Insecurities are often defined by a sense of regret for past criticism and things that cannot be changed. This feeling of powerlessness is counter-productive, self-perpetuating and generally not very helpful. We all know that simply thinking about something unfortunate that may have happened in the past does not change the reality of that experience. It simply projects it, and all the associated negative emotions, into the present and often into the future. However, changing thought patterns is often easier said than done. It’s a process of repetitive discipline to help train a way of thinking, but it can be done. Often trying to eliminate a thought entirely is an unsurmountable task that end up in feelings of disappointment and failure. Rather than attempting to destroy your negative or regretful thoughts completely, a more manageable approach is to alter your perspective or lens from one of criticism to one of gratefulness. Try to focus on things you are grateful for rather than things that spur regret. It’s difficult to be regretful when your attention is fixed on something that you are immensely grateful for. If we can speak and think highly of ourselves then we are more likely to continue creating a life that we can’t help but be grateful for.
There is so much to be thankful for, especially in the simple things that we tend to overlook. Daily practise is a great way to achieve steadfast behaviours in the long-term, so try turning your attention to things you are grateful for on the regular. If journaling is your thing, then have a go at writing these points down. Otherwise, you can simply practice honing your attention by meditating on what you are grateful for and cultivating an attitude that values gratitude over regret.
Become your biggest fan
Now I’m not talking about developing a narcissistic attitude or inflating your ego. What I am talking about is maintaining a healthy self image driven by love and kindness towards yourself. It’s no surprise that we are our own worst critic, but this attitude can often develop an unhealthy self dialogue that equates to a negative self image that sometimes feels like it develops out of the blue. The truth is we are always in dialogue with ourselves, but it is the tone of our dialogue that shapes our sense of self. Insecurities thrive off negative self talk and take up mental space that should rightfully belong to positive and self-loving thoughts. Rather than allowing these negative thoughts to become compounded and develop into insecurity strongholds, nip them in the bud by flipping your self talk into a conversation you enjoy and that gives you energy.
Even if it feels unnatural or contrived at first, a good tool for practicing positive self-talk is to quite literally talk to yourself in a way that is uplifting and inspiring. This might mean having positive affirmations by your bedside or simply smiling at yourself in the mirror before you begin your morning rituals (especially after you have brushed those pearly whites). Whatever your method, the process always begins with acceptance – of things that make you happy or insecure, of your strengths, your intentions and the areas in your life who might wish to improve. No matter the subject, ensure that you are filling yourself with kindness and affording yourself the space and time to address and overcome what is needed. Our internal voice is one that we are indubitably stuck with, so we’re better off making it our friend not our foe.

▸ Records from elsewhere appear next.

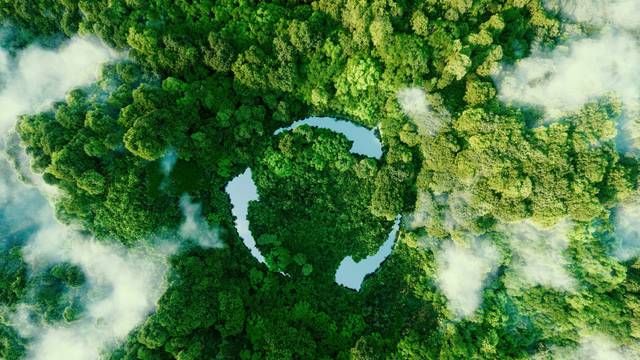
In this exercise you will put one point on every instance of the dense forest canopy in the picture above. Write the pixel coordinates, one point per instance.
(510, 150)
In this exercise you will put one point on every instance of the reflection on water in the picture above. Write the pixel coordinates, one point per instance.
(365, 141)
(242, 189)
(351, 274)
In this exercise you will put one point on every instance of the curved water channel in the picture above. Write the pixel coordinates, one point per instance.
(242, 189)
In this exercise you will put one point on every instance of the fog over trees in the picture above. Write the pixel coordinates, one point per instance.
(508, 131)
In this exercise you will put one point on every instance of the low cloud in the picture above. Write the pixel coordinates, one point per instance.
(195, 227)
(124, 286)
(618, 13)
(539, 254)
(415, 104)
(586, 67)
(463, 272)
(575, 73)
(37, 77)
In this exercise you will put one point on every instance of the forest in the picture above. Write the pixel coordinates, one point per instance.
(517, 185)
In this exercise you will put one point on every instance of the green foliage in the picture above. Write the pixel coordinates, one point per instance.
(212, 81)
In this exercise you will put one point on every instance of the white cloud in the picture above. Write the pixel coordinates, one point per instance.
(539, 254)
(575, 73)
(195, 227)
(617, 13)
(463, 272)
(414, 104)
(123, 284)
(124, 287)
(39, 76)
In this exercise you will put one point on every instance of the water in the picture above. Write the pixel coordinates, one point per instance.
(242, 189)
(351, 274)
(365, 141)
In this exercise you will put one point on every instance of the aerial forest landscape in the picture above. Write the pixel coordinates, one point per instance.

Of course, every person is uniquely different – some more introverted, others extroverted – and time by one’s self can often do the soul wonders. For the long term though, it is important to live life with a sense of community and belonging, to do life ‘with’ others and share in your experiences together. We strive to have a healthy balance between time alone and time spent in company, and when step out of this balance we can often enter into a spiral of rumination and insecurity. This is because our internal dialogue becomes louder, more salient and sometimes more difficult to have a handle on. Spending quality time with trusted individuals and allowing them to become an important part of your life welcomes a more holistic sense of perspective, accountability and encouragement. Again, as with anything in life, balance is key.
The real take away point here is that an unhealthy amount of time spent alone can often encourage our insecurities to show their face. Leave your mark on the broader world around you, share enriching experiences with others and invest your time into yourself and others who are on a similar journey of seeking positivity.